The board overview page lists:
- The board name
- The board variant
- The built-in LED GPIO (if available)
- The microcontroller (MCU) used by the board
- The flash size of the board
- A link to the
pins_arduino.hfile for the board variant
It also provides filtering and sorting functionality.
The overview is generated from the boards.txt and pins_arduino.h files of the respective core and board variant.
ESP8266 Board Overview
The ESP8266 tab focuses on boards provided by the ESP8266 Arduino core. It helps you compare board variants and quickly identify practical details such as built-in LED GPIO, MCU family, available flash sizes, and links to the corresponding pins_arduino.h definitions.
Use this tab when you are selecting an ESP8266 board for a project, validating board-specific pin mappings, or checking whether a board variant matches your hardware setup.
ESP32 Board Overview
The ESP32 tab provides the same board-level overview for the ESP32 Arduino core, including board names, variants, LED information, MCU type, flash size, and variant header links.
In addition, the ESP32 tab is the starting point for partition-related navigation. For boards with available partition data, you can continue to the ESP32 partition overview to inspect partition layouts and compare scheme choices for OTA and file system usage.
ESP32 Partitions: Purpose of the Overview and Schemes
ESP32 Partitions
The ESP32 partitions overview shows how flash memory is split for a selected board. It makes it easy to see how much space is reserved for app images, OTA slots, file systems (for example SPIFFS/LittleFS), NVS, and other regions.
For a detailed description of partition types, see Espressif ESP32 Partition Table.
This overview is especially useful for questions like:
- Will my sketch fit into the app partition?
- Is OTA update possible with two app slots?
- How much memory is left for file systems and data?
- Which partition layout matches my board's flash size?
ESP32 Schemes
All schemes are based on CSV files in the ESP32 core under tools/partitions.

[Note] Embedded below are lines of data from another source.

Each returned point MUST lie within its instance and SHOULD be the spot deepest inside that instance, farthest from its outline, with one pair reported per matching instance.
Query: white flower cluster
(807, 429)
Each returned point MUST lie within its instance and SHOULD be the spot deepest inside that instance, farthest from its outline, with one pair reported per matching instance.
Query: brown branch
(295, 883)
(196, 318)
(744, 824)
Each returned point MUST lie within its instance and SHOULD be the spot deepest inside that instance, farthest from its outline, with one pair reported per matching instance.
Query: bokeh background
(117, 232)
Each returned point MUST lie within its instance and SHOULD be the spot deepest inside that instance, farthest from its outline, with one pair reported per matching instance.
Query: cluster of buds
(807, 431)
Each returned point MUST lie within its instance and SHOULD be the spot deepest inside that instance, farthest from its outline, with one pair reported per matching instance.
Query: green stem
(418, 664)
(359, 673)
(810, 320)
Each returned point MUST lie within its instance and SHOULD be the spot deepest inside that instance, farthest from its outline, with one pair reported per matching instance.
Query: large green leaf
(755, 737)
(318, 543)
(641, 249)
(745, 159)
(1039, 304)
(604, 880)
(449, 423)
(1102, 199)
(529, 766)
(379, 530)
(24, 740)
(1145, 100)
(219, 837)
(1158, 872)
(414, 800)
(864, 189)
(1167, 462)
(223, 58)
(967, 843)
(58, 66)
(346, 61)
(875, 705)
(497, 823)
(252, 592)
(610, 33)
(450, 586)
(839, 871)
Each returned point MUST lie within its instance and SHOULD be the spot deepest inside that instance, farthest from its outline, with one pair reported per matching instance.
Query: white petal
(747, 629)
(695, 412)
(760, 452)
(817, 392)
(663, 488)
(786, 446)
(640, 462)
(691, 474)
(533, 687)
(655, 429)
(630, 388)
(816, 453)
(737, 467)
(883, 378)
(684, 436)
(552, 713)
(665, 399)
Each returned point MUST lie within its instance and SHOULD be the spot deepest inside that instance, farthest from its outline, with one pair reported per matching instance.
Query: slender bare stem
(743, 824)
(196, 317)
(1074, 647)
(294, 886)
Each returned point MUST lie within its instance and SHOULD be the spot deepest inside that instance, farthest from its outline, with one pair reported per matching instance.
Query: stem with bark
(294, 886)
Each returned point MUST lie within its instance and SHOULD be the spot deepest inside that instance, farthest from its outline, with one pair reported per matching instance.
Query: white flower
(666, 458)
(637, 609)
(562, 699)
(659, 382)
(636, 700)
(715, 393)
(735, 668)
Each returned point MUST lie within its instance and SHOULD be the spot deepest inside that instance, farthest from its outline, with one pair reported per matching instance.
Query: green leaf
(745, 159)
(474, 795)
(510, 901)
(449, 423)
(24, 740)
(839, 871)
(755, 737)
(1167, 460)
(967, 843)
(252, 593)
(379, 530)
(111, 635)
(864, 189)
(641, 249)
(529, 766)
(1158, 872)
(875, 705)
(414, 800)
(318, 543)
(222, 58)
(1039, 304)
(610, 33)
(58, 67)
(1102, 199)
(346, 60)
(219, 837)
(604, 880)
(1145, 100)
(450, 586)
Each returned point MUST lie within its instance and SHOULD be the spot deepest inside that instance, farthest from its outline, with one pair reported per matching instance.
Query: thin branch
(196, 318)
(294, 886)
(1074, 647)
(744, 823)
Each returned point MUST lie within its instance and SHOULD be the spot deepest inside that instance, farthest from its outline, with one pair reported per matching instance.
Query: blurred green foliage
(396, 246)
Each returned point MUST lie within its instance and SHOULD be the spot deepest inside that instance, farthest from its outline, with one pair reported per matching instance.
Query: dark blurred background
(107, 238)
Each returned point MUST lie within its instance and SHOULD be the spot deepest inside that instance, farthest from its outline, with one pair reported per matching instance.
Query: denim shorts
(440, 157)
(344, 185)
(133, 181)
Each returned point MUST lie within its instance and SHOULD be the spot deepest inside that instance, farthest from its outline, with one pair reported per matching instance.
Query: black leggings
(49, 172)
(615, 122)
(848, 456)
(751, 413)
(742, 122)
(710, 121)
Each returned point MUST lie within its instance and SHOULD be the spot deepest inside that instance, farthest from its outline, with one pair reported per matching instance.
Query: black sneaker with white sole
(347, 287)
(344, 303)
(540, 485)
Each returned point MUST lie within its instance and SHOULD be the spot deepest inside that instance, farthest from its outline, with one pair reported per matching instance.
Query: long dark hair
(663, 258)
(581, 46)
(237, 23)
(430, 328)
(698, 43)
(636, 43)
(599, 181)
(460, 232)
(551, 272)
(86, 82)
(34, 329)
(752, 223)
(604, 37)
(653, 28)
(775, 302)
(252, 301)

These CSV files are listed in ESP32 Partition Schemes and can be filtered and sorted by flash size, OTA support, SPIFFS support, and more.
Note: many schemes contain an otadata partition, but not all of them provide two app slots (ota_0 and ota_1). The OTA filter only shows schemes that contain otadata and at least two OTA app partitions.
Quick selection guide:
- If you need OTA updates, choose an OTA-capable scheme.
- If you store larger assets or logs, choose a scheme with a larger file system partition.
- If your firmware is large, choose a scheme with more app partition space.
Data Generation
If you are interested in how the overview data is generated, take a look at the repository esp-board-overview. It contains scripts and a Docker dev container to generate this Angular website.